Almost as soon as it was published, The Brick Foxhole was brought to the attention of producer and social activist Adrian Scott, who, together with director Edward Dmytryk and writer John Paxton, had formed a unit at RKO devoted to modestly budgeted, left-wing melodramas. Scott, Dmytryk, and Paxton were strongly identified with tendenz films (Tender Comrade and Till the End of Time), and they had recently achieved major boxoffice success with a pair of antifascist, hard-boiled thrillers starring Dick Powell (Murder, My Sweet and Cornered).

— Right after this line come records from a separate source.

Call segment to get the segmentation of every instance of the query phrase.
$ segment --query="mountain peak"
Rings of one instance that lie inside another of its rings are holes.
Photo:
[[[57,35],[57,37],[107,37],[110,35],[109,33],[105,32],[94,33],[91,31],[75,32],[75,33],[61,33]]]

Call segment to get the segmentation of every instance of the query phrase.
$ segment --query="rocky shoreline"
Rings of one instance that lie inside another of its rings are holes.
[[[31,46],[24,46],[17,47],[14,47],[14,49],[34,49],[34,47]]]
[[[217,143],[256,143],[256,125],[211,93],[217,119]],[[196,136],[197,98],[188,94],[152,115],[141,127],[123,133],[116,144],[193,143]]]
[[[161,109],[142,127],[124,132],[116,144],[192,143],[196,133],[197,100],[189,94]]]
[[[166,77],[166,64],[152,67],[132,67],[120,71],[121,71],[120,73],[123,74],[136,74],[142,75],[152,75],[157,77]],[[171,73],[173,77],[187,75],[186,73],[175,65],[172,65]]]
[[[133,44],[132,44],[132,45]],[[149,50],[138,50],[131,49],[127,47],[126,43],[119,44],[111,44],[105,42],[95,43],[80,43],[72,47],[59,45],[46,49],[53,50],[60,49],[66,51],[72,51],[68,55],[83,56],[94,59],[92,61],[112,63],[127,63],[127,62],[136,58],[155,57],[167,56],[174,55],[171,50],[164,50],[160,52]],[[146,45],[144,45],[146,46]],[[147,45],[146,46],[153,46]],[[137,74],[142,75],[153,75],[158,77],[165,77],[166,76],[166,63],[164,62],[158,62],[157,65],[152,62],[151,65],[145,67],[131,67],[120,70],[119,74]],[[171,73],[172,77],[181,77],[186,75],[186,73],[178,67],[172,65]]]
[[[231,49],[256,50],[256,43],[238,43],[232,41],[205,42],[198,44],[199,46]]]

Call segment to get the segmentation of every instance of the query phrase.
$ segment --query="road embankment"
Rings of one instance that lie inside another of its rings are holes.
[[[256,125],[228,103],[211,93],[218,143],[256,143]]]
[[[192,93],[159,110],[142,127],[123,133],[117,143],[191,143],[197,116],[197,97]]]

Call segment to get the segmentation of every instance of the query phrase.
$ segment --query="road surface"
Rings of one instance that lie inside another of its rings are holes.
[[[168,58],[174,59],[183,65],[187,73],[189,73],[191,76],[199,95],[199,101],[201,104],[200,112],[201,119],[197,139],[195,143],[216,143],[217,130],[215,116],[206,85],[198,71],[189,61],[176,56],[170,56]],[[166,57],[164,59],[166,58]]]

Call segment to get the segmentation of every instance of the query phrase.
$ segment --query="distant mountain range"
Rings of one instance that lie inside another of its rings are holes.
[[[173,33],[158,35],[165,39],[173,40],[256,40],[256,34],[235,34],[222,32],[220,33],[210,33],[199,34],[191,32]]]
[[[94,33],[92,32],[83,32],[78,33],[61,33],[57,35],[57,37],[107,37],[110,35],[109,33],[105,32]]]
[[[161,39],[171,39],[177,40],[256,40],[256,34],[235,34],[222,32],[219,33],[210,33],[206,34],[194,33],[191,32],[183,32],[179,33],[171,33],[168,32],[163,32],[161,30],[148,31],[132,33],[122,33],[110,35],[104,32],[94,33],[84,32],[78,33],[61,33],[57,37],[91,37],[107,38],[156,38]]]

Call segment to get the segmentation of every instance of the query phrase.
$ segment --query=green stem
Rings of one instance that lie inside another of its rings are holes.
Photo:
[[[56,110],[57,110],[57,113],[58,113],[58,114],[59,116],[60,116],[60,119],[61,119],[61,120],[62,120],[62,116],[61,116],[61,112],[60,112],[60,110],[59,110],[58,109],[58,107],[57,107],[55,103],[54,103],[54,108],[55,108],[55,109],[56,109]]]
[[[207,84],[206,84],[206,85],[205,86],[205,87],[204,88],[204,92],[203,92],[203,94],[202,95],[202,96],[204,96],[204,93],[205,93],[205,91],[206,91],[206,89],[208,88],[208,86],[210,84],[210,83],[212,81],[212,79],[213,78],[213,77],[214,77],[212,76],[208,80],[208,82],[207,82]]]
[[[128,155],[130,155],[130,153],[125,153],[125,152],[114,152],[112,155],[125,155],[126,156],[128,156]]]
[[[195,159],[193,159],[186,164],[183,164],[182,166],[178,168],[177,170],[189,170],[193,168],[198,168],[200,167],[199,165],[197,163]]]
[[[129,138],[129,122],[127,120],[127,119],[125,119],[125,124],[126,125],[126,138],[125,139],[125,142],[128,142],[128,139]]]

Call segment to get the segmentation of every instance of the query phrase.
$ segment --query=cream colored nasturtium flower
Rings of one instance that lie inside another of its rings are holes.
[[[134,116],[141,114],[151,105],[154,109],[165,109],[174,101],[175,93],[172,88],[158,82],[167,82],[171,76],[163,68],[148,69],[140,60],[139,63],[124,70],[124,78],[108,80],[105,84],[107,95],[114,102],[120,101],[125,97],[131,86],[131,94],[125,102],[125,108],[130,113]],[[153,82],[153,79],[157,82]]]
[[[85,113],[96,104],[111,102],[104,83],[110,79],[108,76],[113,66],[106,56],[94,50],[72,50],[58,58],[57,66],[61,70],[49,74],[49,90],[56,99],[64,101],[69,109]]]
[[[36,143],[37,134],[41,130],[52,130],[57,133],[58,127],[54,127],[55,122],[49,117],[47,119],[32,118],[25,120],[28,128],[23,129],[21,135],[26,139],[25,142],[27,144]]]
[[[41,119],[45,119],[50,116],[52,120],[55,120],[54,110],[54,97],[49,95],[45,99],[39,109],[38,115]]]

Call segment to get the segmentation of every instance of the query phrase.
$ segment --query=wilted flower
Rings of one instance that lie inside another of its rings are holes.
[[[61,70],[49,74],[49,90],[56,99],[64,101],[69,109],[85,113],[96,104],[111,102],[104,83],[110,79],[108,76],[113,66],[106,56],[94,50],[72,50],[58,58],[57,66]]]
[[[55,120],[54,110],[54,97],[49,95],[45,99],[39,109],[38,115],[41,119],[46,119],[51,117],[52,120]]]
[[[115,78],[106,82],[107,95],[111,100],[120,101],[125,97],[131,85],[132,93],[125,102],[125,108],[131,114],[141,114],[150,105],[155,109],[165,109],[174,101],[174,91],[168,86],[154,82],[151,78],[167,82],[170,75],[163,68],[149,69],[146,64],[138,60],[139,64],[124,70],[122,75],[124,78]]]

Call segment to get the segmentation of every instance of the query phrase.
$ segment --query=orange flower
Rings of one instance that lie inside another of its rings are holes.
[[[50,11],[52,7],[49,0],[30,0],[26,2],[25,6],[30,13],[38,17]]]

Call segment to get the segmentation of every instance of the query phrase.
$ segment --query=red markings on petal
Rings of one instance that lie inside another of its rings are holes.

The Brick Foxhole presented an opportunity to combine the two styles; consequently, in the winter of 1945, Scott optioned the novel and proposed a low-budget adaptation at RKO.
Joseph Breen had already declared that Brooks's story was "thoroughly and completely unacceptable, on a dozen or more counts," and the initial response to Scott's proposal at RKO was chilly. But Scott was a proven success at the studio, and he was strongly backed by RKO's incoming production chief, Dore Schary, who had made his own reputation from social-problem movies. With Schary's approval, John Paxton was put to work on a screenplay, which Scott described as a study of "personal fascism" in the character of a brutal United States Army sergeant. To avoid potential objections from censors, Scott and Paxton eliminated all references to homosexuality, emphasizing instead the theme of race hatred. Although the Production Code explicitly forbade the use of racial epithets, and although the studios in general strongly discouraged any suggestion that American society was prejudiced, World War II had made attacks on anti-Semitism topical, safe, and even patriotic. Darryl Zanuck's much-discussed adaptation of Gentleman's Agreement was currently in production at Twentieth-Century Fox, and Dore Schary must have realized that Scott's quickie adaptation of The Brick Foxhole would anticipate Zanuck and gain considerable prestige for RKO. 21
Paxton's script, originally entitled Cradle of Fear, was a policier centering on the colossal irony of a Jew being murdered by a U.S. soldier during the immediate aftermath of World War II. For various reasons, Paxton and Scott also wanted to suggest a broader, more generalized history of racism and to argue that the fascist hatred of minorities was perennial, not confined to the recent war. Their research file contained numerous articles on racial persecution in America, including accounts of the "Protestant Crusade" of the 1840s and 1850s, the subsequent outbreak of "Know-Nothingism," and the rise of the Ku Klux Klan. Paxton's screenplay employed the deterministic, "what-will-have-happened" plot structure of classic detective fiction (including a "lying" flashback), and this structure occasionally allowed him to move further back in time than the immediate story required, depicting the purely historical past. The murder and the search for the killer took place in a little over a day, but the opening of the original script emphasized that the narrative as a whole had vast temporal dimensions:
1. establishing SHOTWashington, D.C., at night, perhaps with the Lincoln Memorial in the background, a soldier and a girl strolling across in the foreground. The feeling is lonely and barren.
NARRATOR
This story began a long time ago. It isn't over yet, either. It began in the time of Genghis Khan, in the time of Moses, in the time of Jesus Christ, in the time of Attila the Hunand in the time before that.